No _"sport"_ becomes competitive without it's participants being competitive, naturally. How are you internally competing against yourself? Are you trying to shoot more birds than you have ever done before? That is a terrible, yet not uncommon, mindset to have about hunting.

I enjoy hunting, not for the taking of birds, but because it's hunting. The sunrise over a slightly iced-over pond, the dog spashing through mud and muck to make a retrieve, and the sounds of birds and animals I don't hear on a daily basis. To me, that's hunting. If I manage to take a few birds, well, icing on the cake.



Daniels said:


> I never said it was a competition, it isn't. Learn how to read there buddy!


Well, yes you did. 


Daniels said:


> BLhunter - the reason people get upset is because of competitive nature.


Even though it's internal, it's still competition, correct? I would bet a $10 bill that you DO, in fact, care if someone is out-gunning you, yet you don't have the pebbles to say so on a public forum.



Daniels said:


> I know it can be hard, I am sure 3rd grade was a struggle. And I know reading is hard but look at the sentence that states that lack of success will never deter me from hunting, makes the good days that much better? No wonder everyone thinks your a joke on here. You are on a message board and can't read


He may have misunderstood you, it happens alot on the internet. Don't start a battle of wits, when you are obviously completely unarmed.



Daniels said:


> I am too competitive to be happy with birds not doing what there supposed to do.

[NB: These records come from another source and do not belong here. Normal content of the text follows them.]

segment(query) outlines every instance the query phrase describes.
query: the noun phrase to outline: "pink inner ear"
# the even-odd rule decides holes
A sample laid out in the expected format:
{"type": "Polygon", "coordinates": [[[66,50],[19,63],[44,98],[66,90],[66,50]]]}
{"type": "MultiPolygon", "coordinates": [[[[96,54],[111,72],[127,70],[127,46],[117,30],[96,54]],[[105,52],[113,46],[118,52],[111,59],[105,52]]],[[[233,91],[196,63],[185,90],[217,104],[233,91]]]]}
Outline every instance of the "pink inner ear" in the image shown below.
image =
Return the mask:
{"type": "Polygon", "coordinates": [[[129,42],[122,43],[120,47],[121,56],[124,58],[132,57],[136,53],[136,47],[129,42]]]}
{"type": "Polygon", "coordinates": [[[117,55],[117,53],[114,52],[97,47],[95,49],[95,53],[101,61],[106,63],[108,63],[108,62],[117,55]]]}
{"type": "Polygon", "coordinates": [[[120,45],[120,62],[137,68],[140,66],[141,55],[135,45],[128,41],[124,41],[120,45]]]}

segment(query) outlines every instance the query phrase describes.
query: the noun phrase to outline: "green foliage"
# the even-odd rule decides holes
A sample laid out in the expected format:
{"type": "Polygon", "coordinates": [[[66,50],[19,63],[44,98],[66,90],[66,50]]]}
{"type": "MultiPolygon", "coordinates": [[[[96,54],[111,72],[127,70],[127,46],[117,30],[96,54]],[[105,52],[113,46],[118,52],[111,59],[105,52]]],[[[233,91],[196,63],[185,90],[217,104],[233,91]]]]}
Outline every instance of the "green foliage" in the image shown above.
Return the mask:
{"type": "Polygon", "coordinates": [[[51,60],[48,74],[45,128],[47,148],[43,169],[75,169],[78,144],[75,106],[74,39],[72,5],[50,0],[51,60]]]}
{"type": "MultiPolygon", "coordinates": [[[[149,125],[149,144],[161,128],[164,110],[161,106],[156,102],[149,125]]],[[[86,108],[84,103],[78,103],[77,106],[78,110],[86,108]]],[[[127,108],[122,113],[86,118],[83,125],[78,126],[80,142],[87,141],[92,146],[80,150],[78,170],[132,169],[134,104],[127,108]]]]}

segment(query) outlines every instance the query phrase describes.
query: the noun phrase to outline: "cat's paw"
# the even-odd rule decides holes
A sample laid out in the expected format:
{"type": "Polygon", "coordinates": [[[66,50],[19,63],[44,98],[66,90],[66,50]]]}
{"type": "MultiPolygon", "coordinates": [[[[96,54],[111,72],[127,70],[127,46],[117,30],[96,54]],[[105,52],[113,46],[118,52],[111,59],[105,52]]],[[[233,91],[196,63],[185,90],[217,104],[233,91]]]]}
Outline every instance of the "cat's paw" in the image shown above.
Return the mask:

Which is what, exactly? Shoot themselves, skin themselves, cook themselves, put themselves in your belly, then somehow, by gods good graces, turn themselves into fecal matter? Even the most ignorant and obtuse do not expect nature to behave a certain way. 


Daniels said:


> It is just one of those things, if you grew up in a competitive environment you do everything you can to do it right and strive for perfection at all times!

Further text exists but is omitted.